TOKREPO · ARSENAL
Stable

Run LLMs Locally

Ollama, GPT4All, MLC-LLM, Jan, Open WebUI, Text Generation WebUI, TGI — every flavor of "no API key, my GPU."

7 assets

What's in this pack

# Runner Sweet spot Backend
1 Ollama one-line CLI on Mac/Linux/Windows llama.cpp
2 GPT4All desktop app, no GPU required llama.cpp + GGUF
3 MLC-LLM iOS, Android, WebGPU TVM compiler
4 Jan desktop replacement for ChatGPT llama.cpp + remote APIs
5 Open WebUI ChatGPT-style UI for any OpenAI-compatible runner reverse-proxies Ollama/vLLM/TGI
6 Text Generation WebUI research-grade UI with LoRA training transformers + ExLlama + llama.cpp
7 Hugging Face TGI production serving with continuous batching Rust + Python, multi-GPU

These seven runners cover the full spectrum: from "I want a chat window on my laptop" to "I'm putting Llama 3 behind a load balancer for 10k QPS."

Why local matters in 2026

Three forces have collapsed the cost gap between cloud APIs and self-hosted inference.

First, model quality. Open weights from Meta (Llama), Mistral, Qwen, and DeepSeek now match GPT-4-class capability on most reasoning and coding tasks. The penalty for not paying OpenAI is no longer a quality penalty.

Second, hardware. A single RTX 4090 runs Llama 3 70B at usable speed via llama.cpp's GGUF Q4 quantization. Apple Silicon laggards finally got unified memory — an M3 Max runs 70B locally without thermal throttle. Even mid-range gaming laptops handle 8B models in real time.

Third, privacy and compliance. Healthcare, legal, finance, and EU GDPR-bound shops can't send PII to a third-party API. Local inference is the only legal path. The same applies to coding agents — most enterprises ban Cursor/Copilot from touching proprietary repos.

Install in one command

# Install the whole pack
tokrepo install pack/local-llm-runners

# Or pick the one runner you actually need
tokrepo install ollama
tokrepo install open-webui
tokrepo install tgi

Each asset's TokRepo page bundles the install command, the recommended config, and the model-pull command for the most common Llama / Qwen / DeepSeek weights.

Common pitfalls

  • VRAM accounting: a "7B" model takes ~14 GB at FP16, ~4 GB at Q4. Always check the quantization file name before downloading.
  • Context window vs RAM: a 32k context on a 7B model can use as much VRAM as the weights themselves. Lower the context if you OOM.
  • Open WebUI on top of Ollama: Open WebUI talks OpenAI protocol, so you must enable the OpenAI compatibility endpoint on Ollama (OLLAMA_HOST=0.0.0.0) — many tutorials skip this.
  • TGI vs vLLM: TGI shines for HuggingFace-hosted models with sharded weights; vLLM is faster for raw throughput. Don't pick TGI just because it's older.
  • Model licensing: Llama 3 is permissive but not MIT. Check the license before commercial deployment, especially for downstream fine-tunes.

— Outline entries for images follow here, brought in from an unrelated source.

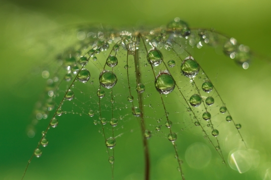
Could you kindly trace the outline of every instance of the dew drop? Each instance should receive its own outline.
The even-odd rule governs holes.
[[[173,68],[175,66],[175,61],[174,60],[169,60],[168,62],[168,64],[170,68]]]
[[[219,132],[218,132],[218,130],[217,130],[217,129],[213,129],[212,131],[212,135],[215,137],[217,136],[219,133]]]
[[[107,148],[113,148],[116,145],[116,140],[112,137],[108,138],[105,141],[105,145]]]
[[[102,89],[98,89],[97,91],[97,96],[100,98],[102,98],[104,97],[104,95],[105,95],[105,93],[104,92],[104,91],[103,91]]]
[[[65,95],[65,98],[68,100],[70,101],[73,99],[74,97],[74,93],[70,89],[69,89],[67,92],[67,93]]]
[[[93,117],[93,116],[94,116],[94,111],[93,110],[90,109],[88,114],[90,117]]]
[[[55,118],[53,118],[53,119],[52,120],[52,121],[51,121],[51,123],[50,123],[50,125],[51,125],[51,126],[52,128],[56,128],[58,125],[58,121]]]
[[[235,125],[235,127],[236,127],[236,129],[239,129],[242,128],[242,126],[241,126],[241,125],[240,124],[237,124]]]
[[[102,87],[109,89],[114,87],[117,79],[113,72],[104,70],[100,75],[99,80]]]
[[[202,98],[198,94],[194,94],[189,99],[190,104],[193,107],[198,107],[202,103]]]
[[[106,60],[106,64],[111,68],[114,67],[118,64],[118,59],[116,56],[109,55]]]
[[[176,134],[174,132],[169,133],[168,135],[168,138],[169,138],[169,141],[174,142],[176,141],[176,139],[177,139],[177,134]]]
[[[172,76],[167,71],[161,71],[156,77],[154,82],[155,88],[160,94],[168,94],[175,87],[175,82]]]
[[[141,116],[141,112],[140,109],[137,107],[132,108],[132,111],[133,114],[136,117],[139,117]]]
[[[219,111],[222,114],[227,112],[227,108],[225,106],[221,106],[219,109]]]
[[[169,120],[166,121],[165,123],[165,126],[166,126],[167,128],[170,128],[172,126],[172,122]]]
[[[42,146],[43,147],[46,147],[47,146],[47,145],[48,145],[48,142],[49,142],[48,141],[48,140],[43,138],[42,138],[42,139],[41,139],[41,141],[40,141],[40,144],[41,144],[41,145],[42,145]]]
[[[200,66],[191,56],[184,59],[181,64],[181,72],[185,77],[193,78],[198,75]]]
[[[63,114],[63,111],[62,110],[62,109],[61,109],[61,108],[59,108],[57,111],[56,114],[59,116],[60,116],[62,114]]]
[[[209,112],[204,112],[203,114],[203,118],[204,120],[208,120],[211,119],[211,114]]]
[[[163,61],[163,55],[161,52],[155,49],[151,50],[148,52],[147,55],[148,62],[153,66],[157,66]]]
[[[210,81],[206,81],[203,83],[202,88],[204,92],[209,93],[213,90],[213,86]]]
[[[129,96],[127,97],[127,100],[129,102],[133,102],[133,101],[134,101],[134,97],[132,96]]]
[[[34,154],[36,156],[36,157],[39,157],[42,154],[42,151],[39,149],[37,148],[35,150],[34,152]]]
[[[79,72],[77,79],[79,81],[86,83],[87,82],[90,78],[90,73],[89,71],[86,69],[83,69],[81,70],[80,72]]]
[[[118,120],[116,119],[113,118],[110,121],[110,124],[114,127],[118,125]]]
[[[228,115],[226,117],[226,120],[229,122],[231,122],[233,120],[232,116]]]
[[[114,163],[114,161],[115,161],[115,159],[114,158],[114,157],[113,156],[111,156],[111,157],[109,157],[109,159],[108,159],[108,161],[109,162],[109,163],[110,164],[113,164]]]
[[[214,99],[211,96],[209,96],[206,98],[206,100],[205,100],[205,102],[206,103],[206,104],[208,105],[212,105],[214,103]]]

Relationship to other packs

The local-LLM-runners pack is the runtime layer. To make it useful end-to-end:

  • Pair with the AI Second Brain pack — Logseq + Khoj indexing your notes against a local Ollama.
  • Pair with LLM Eval & Guardrails to verify your local model isn't regressing vs the closed-source baseline.
  • Pair with the Document AI Pipeline to feed PDFs into local inference instead of sending them to a vendor.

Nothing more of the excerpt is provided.